第4話 秘書とお掃除
先生方はお忙しいので、スクラブを某大学病院のクリーニングに出されます。秘書がまとめて持っていって、帰りにクリーニングされたものを医局へ持って帰るのです。
某大学病院の某科は結構先生の人数が多いので、先生ごとにスクラブを分けて先生方の机の上に配布します。
今はなんとか慣れましたが、初めての頃は先生方の机が誰のがどこにあるか分からず、印刷した先生の机の場所を片手にスクラブを置いてました。なかなか覚えられなくて、最初は大変だったなあ…(遠い目)。
そして週に一度の掃除。
なんで週に一度かというと、教授は掃除機の音が大嫌いなのだそうです。なので、教授が外勤へ行く日しか掃除機をかけられないのですね。納得。
そしてこれが結構大変。部屋が結構あり、さらに先生方お部屋にいらっしゃるときは掃除機はかけられず、その場合はモップかけたりロッカーの上もモップかけたり、各部屋にある水道を掃除したり。水道があるのと先生方が書くお部屋で飲食されるので、結構床も汚れているのでハンドタオルを濡らして床掃除。

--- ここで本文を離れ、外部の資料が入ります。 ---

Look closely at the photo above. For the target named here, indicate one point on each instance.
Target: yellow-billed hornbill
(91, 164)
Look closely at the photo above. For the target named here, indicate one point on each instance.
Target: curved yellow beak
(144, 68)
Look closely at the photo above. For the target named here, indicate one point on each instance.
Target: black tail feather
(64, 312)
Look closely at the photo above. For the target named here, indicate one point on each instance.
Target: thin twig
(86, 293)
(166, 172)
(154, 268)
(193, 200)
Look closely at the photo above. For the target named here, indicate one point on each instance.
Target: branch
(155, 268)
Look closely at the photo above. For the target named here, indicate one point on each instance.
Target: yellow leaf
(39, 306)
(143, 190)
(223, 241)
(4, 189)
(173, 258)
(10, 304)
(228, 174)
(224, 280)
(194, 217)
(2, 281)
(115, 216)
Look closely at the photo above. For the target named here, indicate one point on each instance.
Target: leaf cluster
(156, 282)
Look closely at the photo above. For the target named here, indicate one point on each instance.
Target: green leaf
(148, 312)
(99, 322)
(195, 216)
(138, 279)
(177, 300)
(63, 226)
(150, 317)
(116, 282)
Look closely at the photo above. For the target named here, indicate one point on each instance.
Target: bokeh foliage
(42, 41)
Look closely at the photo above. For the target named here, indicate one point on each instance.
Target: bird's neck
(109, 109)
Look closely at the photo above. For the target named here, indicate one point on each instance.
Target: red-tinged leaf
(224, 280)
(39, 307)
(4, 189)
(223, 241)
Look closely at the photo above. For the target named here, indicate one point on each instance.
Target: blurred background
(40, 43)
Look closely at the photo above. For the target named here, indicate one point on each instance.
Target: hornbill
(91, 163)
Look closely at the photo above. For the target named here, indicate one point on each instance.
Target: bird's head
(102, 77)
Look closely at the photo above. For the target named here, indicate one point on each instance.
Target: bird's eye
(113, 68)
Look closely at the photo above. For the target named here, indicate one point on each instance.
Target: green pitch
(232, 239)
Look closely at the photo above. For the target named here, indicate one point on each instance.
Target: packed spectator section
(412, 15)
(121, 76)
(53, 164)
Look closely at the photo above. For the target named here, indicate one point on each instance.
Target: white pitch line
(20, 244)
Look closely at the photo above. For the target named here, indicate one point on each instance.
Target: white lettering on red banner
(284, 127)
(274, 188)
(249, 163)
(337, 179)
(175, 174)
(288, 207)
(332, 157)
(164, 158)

ウェットのクイックルワイパーあれば便利なのにな…。と思って杉さんに提案したが、却下された。雑巾をつける挟んで拭く昭和の時代の掃除用具を紹介される。今令和なんですが。
ある日水道を掃除していたら、杉さんにクレンザーを使っているか聞かれる。
私「ハンドソープで洗ってっていわれたので使ってませんけど…」
杉さん「じゃあ使って。黄ばんでる」
私「!?」
えっ…。マジすか。黄ばんでるってどういう評価?
私の目には白に見えるんですけど…。私の目がおかしいの?
しかし、ぺーぺーの私が逆らえるはずもなく、その日からクレンザーで洗うことになった。
さらにまた別の日。
水道を洗うスポンジが古くてくねくねで洗いづらいので、新しいスポンジを出した時。
杉さん「新しいスポンジ出したの?」
私「はい」
杉さん「これは食器洗いに使ったのを落としてシンク掃除したのを使い終えたものにを使うの。新しいのなんて使わないで。スポンジだって買うのにお金かかってるんだから」
私「………はい」
新しいスポンジを使うだけでこんな文句言われるのか。
このとき、近くに会ったごみ箱を蹴っ飛ばしてやろうかと思ったのは秘密である。
しかし、杉さんはあと数か月で退職する予定のお方。
杉さんがいなくなったら、絶対クイックルワイパーのウェットシート買うんだ。クイックルの本体はあるし。
私はその日、心に固く誓ったのであった。